Rapport mensuel sur le marché obligataire – Avril 2022
Mise à jour sur le marché
L’indice obligataire universel FTSE Canada a reculé de 2,99 % en mars. Il était difficile d’envisager un début d’année aussi médiocre que l’année dernière, lorsque les investisseurs avaient privilégié le scénario réflationniste au premier trimestre 2021. Il semble qu’une flambée de l’inflation et un durcissement de ton par les banques centrales font l’affaire. Depuis le début de l’année, le marché a perdu 7 % de sa valeur, les taux de rendement ont bondi et les écarts se sont élargis. Heureusement, grâce au retrait des mesures très accommodantes par les décideurs politiques, les taux de rendement obligataires devraient remonter de leurs niveaux réels « négatifs », embellissant du coup leurs perspectives de rendement à terme.
En ce qui concerne l’inflation, les investisseurs et les banquiers centraux sont bien au fait des pressions causées par la hausse du prix des matières premières et les problèmes dans la chaîne d’approvisionnement. L’invasion de l’Ukraine par la Russie a ajouté un nouvel élément perturbateur et a aggravé la situation. Les banques centrales sont contraintes de retirer les mesures de stimulation d’urgence et de normaliser les taux afin de contenir l’inflation, qui se situe à des niveaux alarmants.
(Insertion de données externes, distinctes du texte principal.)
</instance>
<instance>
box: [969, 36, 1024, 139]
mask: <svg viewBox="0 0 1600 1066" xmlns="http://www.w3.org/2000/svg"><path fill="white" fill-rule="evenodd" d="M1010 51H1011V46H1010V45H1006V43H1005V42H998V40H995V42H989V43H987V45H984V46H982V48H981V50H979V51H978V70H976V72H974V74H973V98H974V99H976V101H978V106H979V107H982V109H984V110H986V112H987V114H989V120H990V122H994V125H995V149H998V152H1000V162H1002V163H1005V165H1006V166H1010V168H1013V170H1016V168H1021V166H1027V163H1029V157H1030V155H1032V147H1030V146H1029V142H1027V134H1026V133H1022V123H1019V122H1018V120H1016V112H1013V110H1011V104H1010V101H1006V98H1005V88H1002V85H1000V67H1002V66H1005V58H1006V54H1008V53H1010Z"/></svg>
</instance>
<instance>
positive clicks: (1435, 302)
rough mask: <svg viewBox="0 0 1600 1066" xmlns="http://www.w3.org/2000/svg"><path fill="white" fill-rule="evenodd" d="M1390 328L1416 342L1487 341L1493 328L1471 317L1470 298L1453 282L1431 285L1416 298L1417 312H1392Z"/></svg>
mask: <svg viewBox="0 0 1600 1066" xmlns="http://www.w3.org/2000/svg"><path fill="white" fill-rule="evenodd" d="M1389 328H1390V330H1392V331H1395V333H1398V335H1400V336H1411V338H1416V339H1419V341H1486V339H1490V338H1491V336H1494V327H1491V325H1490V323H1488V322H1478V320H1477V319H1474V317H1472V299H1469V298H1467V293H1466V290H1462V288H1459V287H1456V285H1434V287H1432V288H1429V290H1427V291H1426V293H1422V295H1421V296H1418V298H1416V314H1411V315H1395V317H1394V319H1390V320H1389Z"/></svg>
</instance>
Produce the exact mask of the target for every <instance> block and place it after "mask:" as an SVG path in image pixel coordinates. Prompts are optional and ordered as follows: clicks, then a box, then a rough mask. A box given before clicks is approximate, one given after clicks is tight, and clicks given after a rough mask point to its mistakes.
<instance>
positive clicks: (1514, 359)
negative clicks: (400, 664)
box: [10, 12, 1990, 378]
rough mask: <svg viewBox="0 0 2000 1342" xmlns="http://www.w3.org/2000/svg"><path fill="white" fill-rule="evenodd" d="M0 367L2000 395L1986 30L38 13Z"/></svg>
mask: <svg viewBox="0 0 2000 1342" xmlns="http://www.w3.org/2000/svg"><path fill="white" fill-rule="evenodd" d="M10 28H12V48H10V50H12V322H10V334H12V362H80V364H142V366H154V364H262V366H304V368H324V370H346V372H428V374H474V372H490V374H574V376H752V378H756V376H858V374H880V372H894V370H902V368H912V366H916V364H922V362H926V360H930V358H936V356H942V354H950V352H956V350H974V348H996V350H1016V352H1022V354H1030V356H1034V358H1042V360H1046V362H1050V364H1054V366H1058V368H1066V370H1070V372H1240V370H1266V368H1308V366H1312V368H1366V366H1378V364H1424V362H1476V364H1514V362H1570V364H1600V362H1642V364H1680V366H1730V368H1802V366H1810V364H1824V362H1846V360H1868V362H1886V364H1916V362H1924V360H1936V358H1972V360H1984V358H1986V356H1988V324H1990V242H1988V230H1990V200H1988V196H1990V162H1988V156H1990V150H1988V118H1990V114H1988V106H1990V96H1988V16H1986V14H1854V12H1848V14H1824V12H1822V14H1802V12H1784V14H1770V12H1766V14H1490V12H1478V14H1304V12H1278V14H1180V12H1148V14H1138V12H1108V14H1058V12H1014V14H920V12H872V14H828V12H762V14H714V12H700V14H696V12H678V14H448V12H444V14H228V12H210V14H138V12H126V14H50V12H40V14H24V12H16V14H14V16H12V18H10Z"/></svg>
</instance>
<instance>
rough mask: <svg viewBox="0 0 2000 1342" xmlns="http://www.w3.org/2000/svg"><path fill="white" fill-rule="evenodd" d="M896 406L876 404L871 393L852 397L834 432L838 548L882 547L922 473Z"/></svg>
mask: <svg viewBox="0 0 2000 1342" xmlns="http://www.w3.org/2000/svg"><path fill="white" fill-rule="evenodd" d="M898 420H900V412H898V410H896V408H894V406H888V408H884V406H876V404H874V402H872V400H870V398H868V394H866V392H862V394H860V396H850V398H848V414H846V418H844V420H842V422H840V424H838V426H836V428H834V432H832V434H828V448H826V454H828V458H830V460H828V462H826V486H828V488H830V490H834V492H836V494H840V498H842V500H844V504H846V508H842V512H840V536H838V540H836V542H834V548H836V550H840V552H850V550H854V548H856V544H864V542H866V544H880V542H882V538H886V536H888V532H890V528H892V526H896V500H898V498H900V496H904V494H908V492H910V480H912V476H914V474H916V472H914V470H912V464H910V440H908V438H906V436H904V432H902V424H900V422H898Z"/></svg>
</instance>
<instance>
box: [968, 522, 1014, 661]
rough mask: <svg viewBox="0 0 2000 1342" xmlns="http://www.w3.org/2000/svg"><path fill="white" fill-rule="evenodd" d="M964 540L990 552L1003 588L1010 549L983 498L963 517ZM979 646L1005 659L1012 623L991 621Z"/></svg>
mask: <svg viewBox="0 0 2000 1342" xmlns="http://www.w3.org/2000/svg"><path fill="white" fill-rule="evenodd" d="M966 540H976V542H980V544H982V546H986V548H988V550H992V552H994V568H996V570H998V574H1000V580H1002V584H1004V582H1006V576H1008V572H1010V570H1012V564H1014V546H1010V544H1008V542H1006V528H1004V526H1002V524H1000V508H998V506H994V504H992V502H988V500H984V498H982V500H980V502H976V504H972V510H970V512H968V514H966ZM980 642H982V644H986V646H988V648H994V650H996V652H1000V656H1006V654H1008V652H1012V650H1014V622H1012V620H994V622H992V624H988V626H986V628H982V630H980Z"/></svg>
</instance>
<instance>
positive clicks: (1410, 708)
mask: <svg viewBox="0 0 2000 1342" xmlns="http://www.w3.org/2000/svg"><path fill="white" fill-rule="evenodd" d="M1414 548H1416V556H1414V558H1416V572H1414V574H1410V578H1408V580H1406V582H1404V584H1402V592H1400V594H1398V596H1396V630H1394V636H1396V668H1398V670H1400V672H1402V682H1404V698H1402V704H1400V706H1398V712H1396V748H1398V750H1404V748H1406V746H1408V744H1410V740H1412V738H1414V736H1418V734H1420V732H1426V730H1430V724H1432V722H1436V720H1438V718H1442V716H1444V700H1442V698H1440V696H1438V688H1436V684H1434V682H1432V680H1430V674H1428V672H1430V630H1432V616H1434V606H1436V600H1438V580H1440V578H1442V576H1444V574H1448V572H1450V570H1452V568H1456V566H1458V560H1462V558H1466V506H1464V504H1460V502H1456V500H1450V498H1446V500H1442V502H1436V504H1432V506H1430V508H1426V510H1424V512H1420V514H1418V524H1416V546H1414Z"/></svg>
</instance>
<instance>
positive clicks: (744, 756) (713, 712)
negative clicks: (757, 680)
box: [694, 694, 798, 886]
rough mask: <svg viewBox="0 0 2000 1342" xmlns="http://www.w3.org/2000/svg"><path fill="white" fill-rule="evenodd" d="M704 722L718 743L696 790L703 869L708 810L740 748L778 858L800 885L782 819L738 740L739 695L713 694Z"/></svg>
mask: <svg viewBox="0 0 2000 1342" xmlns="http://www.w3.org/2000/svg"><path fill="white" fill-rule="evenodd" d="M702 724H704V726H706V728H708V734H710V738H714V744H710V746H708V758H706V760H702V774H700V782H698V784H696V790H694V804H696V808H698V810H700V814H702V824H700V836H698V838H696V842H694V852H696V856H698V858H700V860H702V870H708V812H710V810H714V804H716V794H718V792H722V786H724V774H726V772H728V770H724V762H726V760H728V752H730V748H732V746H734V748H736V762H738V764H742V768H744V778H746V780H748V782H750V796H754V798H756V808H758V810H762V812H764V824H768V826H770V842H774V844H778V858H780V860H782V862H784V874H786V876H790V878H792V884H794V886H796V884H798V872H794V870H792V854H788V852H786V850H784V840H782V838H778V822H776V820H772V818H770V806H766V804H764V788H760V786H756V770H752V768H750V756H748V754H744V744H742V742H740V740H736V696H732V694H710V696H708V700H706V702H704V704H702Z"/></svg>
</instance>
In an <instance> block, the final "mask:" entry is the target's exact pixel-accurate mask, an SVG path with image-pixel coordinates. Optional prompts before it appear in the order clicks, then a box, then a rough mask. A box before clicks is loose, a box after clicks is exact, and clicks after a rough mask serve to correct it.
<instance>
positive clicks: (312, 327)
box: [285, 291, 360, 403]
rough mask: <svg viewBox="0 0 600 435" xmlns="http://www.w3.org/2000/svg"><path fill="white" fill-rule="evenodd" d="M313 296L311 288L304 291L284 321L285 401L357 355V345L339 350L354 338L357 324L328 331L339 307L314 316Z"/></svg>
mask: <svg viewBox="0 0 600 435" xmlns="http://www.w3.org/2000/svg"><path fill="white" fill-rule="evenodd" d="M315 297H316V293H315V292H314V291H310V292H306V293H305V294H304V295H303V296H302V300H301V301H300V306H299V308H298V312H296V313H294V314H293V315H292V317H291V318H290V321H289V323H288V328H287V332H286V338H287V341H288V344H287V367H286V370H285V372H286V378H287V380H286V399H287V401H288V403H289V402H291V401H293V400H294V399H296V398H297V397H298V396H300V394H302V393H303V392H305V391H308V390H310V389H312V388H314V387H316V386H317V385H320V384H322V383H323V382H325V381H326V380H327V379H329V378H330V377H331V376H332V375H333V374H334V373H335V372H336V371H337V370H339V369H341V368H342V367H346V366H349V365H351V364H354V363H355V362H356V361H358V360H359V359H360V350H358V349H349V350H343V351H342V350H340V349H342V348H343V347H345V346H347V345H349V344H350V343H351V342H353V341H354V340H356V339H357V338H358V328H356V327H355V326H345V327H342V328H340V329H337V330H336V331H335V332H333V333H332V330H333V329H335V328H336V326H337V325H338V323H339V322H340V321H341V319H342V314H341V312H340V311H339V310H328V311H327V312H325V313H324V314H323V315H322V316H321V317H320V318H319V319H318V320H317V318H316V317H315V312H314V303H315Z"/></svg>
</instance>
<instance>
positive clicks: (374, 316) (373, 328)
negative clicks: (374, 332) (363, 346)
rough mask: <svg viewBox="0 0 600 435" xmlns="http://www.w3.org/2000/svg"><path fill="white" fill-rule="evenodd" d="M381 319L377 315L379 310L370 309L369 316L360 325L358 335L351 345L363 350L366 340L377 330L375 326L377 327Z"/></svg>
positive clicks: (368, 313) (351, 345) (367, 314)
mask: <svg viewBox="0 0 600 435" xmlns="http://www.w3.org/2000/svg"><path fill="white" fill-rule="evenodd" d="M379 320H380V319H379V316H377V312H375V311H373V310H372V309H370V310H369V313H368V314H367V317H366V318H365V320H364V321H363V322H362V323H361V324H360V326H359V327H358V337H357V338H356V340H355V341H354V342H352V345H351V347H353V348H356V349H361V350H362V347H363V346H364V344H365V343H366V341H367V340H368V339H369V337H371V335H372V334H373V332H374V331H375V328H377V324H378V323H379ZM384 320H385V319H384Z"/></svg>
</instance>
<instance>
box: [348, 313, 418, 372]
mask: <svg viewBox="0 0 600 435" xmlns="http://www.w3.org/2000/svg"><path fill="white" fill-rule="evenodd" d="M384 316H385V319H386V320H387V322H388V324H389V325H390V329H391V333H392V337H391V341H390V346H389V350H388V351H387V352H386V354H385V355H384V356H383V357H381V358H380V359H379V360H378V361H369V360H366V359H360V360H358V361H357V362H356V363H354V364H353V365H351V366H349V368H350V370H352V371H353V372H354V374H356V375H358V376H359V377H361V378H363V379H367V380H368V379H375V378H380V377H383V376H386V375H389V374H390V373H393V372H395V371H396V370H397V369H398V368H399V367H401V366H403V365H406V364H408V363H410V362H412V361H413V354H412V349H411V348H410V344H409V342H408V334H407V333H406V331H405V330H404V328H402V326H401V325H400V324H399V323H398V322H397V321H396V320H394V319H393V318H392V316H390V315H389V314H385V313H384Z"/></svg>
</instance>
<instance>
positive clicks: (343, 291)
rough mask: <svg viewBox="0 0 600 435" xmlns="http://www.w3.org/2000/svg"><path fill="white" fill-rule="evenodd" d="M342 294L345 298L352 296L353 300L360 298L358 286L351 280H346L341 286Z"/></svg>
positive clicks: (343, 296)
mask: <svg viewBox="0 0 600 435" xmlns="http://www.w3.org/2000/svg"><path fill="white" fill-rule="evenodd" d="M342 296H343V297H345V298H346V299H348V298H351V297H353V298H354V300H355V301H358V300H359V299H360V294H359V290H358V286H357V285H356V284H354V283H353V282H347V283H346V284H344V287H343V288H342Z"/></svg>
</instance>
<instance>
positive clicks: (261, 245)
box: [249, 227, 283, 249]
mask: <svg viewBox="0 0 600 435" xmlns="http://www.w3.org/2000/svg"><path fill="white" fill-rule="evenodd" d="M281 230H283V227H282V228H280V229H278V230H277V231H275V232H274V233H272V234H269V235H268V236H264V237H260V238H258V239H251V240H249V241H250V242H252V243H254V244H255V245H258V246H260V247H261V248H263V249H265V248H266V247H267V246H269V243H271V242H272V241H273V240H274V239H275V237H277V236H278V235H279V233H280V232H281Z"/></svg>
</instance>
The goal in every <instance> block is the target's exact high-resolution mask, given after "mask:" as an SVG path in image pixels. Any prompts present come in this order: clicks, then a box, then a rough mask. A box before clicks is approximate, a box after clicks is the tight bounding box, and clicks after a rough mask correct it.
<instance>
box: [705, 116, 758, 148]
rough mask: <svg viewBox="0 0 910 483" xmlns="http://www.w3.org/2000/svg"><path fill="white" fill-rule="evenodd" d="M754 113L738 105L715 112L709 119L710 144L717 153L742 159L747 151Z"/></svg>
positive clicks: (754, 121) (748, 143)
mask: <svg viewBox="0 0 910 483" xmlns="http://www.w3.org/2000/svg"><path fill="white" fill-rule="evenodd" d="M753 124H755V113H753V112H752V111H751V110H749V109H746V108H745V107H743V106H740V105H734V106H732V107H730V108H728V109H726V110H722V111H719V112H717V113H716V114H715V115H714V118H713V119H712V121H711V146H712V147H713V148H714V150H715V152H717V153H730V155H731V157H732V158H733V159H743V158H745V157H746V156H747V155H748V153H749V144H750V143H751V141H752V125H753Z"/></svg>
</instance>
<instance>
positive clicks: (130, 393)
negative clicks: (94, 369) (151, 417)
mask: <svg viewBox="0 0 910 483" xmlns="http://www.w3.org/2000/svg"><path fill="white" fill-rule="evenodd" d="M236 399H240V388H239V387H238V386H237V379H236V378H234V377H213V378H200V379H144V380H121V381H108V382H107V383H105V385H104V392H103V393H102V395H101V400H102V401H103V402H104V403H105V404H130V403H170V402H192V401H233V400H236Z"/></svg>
Comme elles l’avaient laissé entendre, la Banque du Canada et la Réserve fédérale américaine ont relevé leur taux de 25 p.c. Les investisseurs s’attendent de plus en plus à une hausse de 50 p.c. à la prochaine rencontre, ce qui permettrait d’atteindre le taux final plus tôt que prévu. Cette hausse a provoqué un aplanissement marqué de la courbe des taux, le segment à court terme affichant la plus forte hausse.
Survol des obligations de sociétés
Les écarts de crédit des obligations canadiennes se sont élargis de 2 p.c., en moyenne, pour la période. Cette faible augmentation masque toutefois les fluctuations réelles au sein des secteurs. Les ventes massives d’actifs à risque se sont traduites par un élargissement d’environ 20 p.c. au cours des six premiers jours du mois, les craintes soulevées par l’invasion de l’Ukraine ont eu un effet négatif sur le moral des investisseurs. Ils se sont stabilisés, pour ensuite diminuer de nouveau à la fin du mois. Les secteurs de l’énergie et des communications ont dominé leurs pairs de l’indice élargi des obligations de sociétés, leurs écarts ayant diminué en mars. Les écarts des titres de sociétés financières ont terminé au bas du tableau.
Les écarts des obligations provinciales ont aussi évolué dans différentes directions. Les taux des obligations du gouvernement du Canada à court terme ont été tirés vers le haut par les attentes d’une normalisation accélérée des taux, alors que les écarts des obligations provinciales de durée similaire ont augmenté. Dans le segment 5 à 10 ans, la variation des écarts est moins prononcée. L’inversion de la courbe des obligations à 10 et 30 ans a été causée par la diminution modeste des écarts dans le segment à long terme. Les obligations de l’Alberta et de la Saskatchewan, deux provinces qui ont bénéficié de l’augmentation des prix pétroliers, sont les grands gagnants de la période, surtout parmi les émissions à plus long terme.